Z samego rana budzą mnie głośne krzyki dobiegające z salonu. Postanawiam to od razu sprawdzić.

– Co się dzieje? – pytam Kali, wychodząc z pokoju.

– Bliźniacy się znowu kłócą. – odpowiada obojętnie.

– To nie moja wina! – warczy Ethan.

– No pewnie, że nie! Ty zawsze jesteś niewinny! – wykrzykuje Aiden.

Patrzę w stronę chłopaków i ledwo powstrzymuję się od śmiechu. Zachowują się jak dzieci, które kłócą się o zabawkę, ale muszę przyznać, że to całkiem urocze.

– Chodź, za kilka minut się pogodzą i będą się śmiać. – mówi Kali.

– Oni tak zawsze? – pytam, kiedy idziemy w stronę kuchni.

– Tylko przed pełnią.

Faktycznie za dwa dni jest pełnia. Zaczynam się bać tego, co może stać się w tym miesiącu. Potrafię nad sobą zapanować i kontroluję przemianę, jednak podczas pełni może być zupełnie inaczej.

Po kilku minutach dołączają do nas bliźniacy. Aiden siada obok mnie, a Ethan zajmuje miejsce po drugiej stronie stołu.

– Skończyliście? – Patrzy Kali na obu z braci, na co oboje przewracają oczami.

– Jak się spało? – Szepcze do mojego ucha Aiden.

– Dobrze. – odpowiadam krótko i dostaję buziaka w policzek od bruneta.

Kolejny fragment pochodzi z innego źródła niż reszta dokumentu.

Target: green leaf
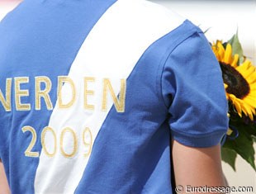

Po skończonym śniadaniu razem z Aidenem idziemy do pokoju, w którym spałam, abym się spakowała. Jest za dwadzieścia druga, więc powinnam wracać do domu. Chętnie bym została, chociażby na pół godziny, ale muszę przygotować się do szkoły.

– Może zostaniesz jeszcze trochę? – Kładzie się na łóżko. – Nie musisz wracać tak wcześnie.

– Muszę przygotować się na jutro.

Słyszę tylko, jak wzdycha i już więcej nic nie mówi.

Spakowanie się i pożegnanie ze wszystkimi zajmuje mi dobre czterdzieści minut. Po tym czasie Aiden odwozi mnie do domu.

– Przyjadę jutro po ciebie z rana.– mówi, kiedy zsiadam z motocyklu.

Kiwam głową i już mam odejść, gdy łapie mnie za nadgarstek i przyciąga do siebie, by złożyć czuły pocałunek na moich ustach.

– To do jutra Harper.

– Do jutra.

Uśmiecham się i idę w stronę mojego domu.

Otwieram drzwi i staję jak wryta.

– Niespodzianka!

– Cami! – Rzucam się na przyjaciółkę, która odwzajemnia uścisk równie mocno. – Co ty tu robisz?? – pytam, nie odrywając się od blondynki.

– Mówiłam, że przyjadę.

– Nie wierzę, że naprawdę tu jesteś.

Tkwimy tak w tej pozycji kilka minut i dalej nie mogę uwierzyć, że to prawda. Zapraszałam ją ostatnio do siebie, ale nie sądziłam, że tak szybko przyjedzie. Już nie mogę się doczekać, aż pokażę jej Beacon Hills i zapoznam z Lydią. Mają podobne charaktery, więc jestem pewna, że od razu się dogadają.